By the turn of the 20th century, Walker was running theater venues in Ohio, where he received patents for his work in early motion picture technology. One patent helped film projectionists determine more efficiently when a reel was ending. As the country became increasingly ensnared in racial violence, Walker became more engaged and militant on the issues facing African Americans. With his younger brother Weldy, he briefly edited "The Equator", a newspaper that focused on race matters and offered a service to help Black Americans emigrate to Liberia. In 1908, Walker published a 47-page book, "Our Home Colony, A Treatise on the Past, Present and Future of the Negro Race in America", where he urged African Americans to return to Africa.

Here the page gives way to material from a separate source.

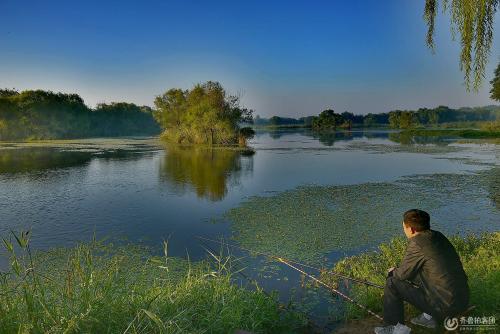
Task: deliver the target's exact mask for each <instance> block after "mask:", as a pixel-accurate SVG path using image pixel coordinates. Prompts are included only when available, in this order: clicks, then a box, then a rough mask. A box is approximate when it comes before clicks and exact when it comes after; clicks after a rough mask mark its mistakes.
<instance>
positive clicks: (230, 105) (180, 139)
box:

Walker and Weldy never led an emigration of Blacks to Africa or any other country—nor did they ever incite racial violence. He spent much of his later life in Cadiz, Ohio, as the manager of the town's opera house. In 1924, Walker died at the age of 67 from pneumonia. Growing up as a free man, he overcame insurmountable odds and broke into professional baseball 19 years after the end of the Civil War. A researcher found that another player, William Edward White, played one game about five years before Walker. However, baseball historians still credit Walker as the first to openly play as a Black man in the major leagues. Like Robinson, however, Walker endured trials with racism in the major leagues and was thus the first Black man to do so. Though his baseball career was brief, Walker continued to make significant contributions as an entrepreneur, inventor, and author, showcasing his talent and dedication to justice. Walker’s work remains a powerful reminder of the creative and intellectual resilience of African Americans in the face of systemic injustice.